If you do not want to treat your stomach ailment immediately with medication, you should first try using home remedies. In the case of acute gastritis, oat gruel is a good choice, which lines the stomach and thus calms the mucous membrane. Pour a handful of oat flakes with a little boiled, still warm water and allow to swell while stirring. A pinch of vegetable broth gives the porridge taste and supplies the body with beneficial minerals. Milk and sugar are taboo in acute gastritis, as the stomach could react even more with pain.
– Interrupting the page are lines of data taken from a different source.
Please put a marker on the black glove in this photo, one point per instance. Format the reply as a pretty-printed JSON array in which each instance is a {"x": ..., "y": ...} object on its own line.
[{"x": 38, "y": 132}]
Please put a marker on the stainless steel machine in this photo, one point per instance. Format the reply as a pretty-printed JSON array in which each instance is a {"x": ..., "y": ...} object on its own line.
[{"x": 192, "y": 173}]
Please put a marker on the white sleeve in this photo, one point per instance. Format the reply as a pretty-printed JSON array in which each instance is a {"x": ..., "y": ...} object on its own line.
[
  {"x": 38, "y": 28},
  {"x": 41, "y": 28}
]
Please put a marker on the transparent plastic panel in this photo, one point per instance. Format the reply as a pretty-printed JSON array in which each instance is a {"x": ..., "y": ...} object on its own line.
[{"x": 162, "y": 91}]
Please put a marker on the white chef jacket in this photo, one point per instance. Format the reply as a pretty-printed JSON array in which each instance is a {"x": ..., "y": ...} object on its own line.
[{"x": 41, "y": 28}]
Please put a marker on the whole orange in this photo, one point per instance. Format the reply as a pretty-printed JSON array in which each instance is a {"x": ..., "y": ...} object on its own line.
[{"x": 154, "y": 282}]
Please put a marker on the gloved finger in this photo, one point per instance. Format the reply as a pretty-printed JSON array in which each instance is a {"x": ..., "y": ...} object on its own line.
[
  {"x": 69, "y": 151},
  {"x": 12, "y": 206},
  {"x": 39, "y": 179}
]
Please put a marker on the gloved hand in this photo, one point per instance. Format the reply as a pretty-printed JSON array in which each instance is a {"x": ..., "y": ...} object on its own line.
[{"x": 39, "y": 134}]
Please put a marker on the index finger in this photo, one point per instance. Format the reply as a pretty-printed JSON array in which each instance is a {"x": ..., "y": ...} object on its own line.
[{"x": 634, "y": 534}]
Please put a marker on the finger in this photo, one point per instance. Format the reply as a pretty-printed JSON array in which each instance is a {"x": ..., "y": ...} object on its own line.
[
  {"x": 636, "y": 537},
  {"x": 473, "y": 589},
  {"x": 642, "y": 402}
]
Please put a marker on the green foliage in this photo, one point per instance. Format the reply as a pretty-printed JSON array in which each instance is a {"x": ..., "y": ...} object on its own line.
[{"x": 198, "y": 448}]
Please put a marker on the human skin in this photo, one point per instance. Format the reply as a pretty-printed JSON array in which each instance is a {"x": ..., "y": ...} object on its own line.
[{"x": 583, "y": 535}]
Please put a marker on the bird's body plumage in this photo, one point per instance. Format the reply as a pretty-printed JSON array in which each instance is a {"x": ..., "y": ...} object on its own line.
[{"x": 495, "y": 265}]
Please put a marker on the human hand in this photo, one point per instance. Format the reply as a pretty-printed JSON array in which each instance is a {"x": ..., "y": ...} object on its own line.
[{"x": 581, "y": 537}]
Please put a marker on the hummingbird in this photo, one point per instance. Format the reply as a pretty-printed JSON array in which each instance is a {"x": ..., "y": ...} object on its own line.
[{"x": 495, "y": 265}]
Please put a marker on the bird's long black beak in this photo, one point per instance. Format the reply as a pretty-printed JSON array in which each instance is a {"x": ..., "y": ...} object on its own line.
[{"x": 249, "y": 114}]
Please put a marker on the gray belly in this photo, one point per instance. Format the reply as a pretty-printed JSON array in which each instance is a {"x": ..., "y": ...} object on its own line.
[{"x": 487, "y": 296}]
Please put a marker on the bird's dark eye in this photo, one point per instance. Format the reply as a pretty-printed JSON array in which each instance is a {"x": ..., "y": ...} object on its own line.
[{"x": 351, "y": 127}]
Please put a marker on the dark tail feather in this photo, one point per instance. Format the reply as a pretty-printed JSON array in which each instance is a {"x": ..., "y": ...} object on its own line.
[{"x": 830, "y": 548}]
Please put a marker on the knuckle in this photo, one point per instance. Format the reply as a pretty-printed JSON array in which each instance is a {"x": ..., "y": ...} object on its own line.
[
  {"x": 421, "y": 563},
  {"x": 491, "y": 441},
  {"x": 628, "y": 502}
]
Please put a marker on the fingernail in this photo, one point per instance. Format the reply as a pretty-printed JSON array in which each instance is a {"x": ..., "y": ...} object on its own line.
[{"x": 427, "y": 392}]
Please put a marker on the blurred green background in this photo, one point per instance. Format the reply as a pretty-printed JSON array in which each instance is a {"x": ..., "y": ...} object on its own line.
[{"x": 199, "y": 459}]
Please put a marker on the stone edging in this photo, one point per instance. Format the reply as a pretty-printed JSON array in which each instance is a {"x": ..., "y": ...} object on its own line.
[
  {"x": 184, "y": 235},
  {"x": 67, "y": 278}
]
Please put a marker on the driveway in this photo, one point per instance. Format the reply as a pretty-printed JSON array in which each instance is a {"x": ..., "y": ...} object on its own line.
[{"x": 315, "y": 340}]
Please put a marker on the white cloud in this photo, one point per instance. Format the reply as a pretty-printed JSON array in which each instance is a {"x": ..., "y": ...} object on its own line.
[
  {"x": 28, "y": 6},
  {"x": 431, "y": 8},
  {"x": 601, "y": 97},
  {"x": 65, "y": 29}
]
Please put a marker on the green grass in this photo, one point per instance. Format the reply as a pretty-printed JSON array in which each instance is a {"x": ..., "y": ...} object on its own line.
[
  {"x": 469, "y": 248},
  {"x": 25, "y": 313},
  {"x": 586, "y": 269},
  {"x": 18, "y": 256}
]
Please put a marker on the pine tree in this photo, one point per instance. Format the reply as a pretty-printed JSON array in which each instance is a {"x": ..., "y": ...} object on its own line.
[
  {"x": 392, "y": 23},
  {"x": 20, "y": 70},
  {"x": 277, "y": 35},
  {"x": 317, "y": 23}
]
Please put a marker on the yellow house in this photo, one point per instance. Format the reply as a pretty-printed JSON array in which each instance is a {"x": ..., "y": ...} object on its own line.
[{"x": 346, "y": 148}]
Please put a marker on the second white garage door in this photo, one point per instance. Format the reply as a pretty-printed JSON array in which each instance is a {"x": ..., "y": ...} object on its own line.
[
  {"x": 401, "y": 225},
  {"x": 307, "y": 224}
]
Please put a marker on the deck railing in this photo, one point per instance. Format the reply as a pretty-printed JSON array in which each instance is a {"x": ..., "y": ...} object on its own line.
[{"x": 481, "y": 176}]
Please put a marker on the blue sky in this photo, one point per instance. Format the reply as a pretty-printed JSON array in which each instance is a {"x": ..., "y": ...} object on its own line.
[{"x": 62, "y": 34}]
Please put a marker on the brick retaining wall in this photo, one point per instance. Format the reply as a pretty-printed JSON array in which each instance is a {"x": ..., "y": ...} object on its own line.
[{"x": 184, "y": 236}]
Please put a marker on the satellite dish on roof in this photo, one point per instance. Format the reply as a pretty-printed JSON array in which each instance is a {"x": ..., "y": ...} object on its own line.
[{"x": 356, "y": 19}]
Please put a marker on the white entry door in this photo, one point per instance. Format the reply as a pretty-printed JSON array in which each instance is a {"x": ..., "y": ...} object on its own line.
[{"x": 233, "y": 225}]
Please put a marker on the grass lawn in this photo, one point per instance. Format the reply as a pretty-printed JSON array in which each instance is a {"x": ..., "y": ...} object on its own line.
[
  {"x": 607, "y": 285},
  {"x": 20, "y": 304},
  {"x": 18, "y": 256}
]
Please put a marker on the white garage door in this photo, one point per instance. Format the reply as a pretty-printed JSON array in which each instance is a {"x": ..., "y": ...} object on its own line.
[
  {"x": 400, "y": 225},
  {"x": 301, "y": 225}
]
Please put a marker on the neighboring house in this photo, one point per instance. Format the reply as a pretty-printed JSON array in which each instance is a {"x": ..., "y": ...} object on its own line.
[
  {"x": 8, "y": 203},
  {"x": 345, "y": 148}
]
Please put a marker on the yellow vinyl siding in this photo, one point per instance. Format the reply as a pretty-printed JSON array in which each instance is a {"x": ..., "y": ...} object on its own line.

Porridge is also a tried and tested home remedy for patients with chronic gastritis, for example as a regular breakfast with low-acid fruit.

When consumed as a vegetable, cabbage usually causes discomfort, but as a juice it is a tried and tested home remedy. This can be bought in the store or pressed yourself at home. The amino acids contained in it promote the healing of the inflamed gastric mucosa. If cabbage juice is too special for you, drink tea made from chamomile, caraway or fennel.

Medication: Doctors treat with acid blockers

If that is not enough, type A, in particular, is treated with acid-inhibiting drugs. If type B is present, i.e. a bacterial infection, those affected are also given antibiotics. With type C, the treatment starts directly at the cause: The trigger of gastric mucosal inflammation, such as certain drugs or luxury foods, must be consistently avoided by the patient.

Important NOTE: The information is in no way a substitute for professional advice or treatment by trained and recognized doctors. The contents of t-online cannot and must not be used to independently make diagnoses or start treatments.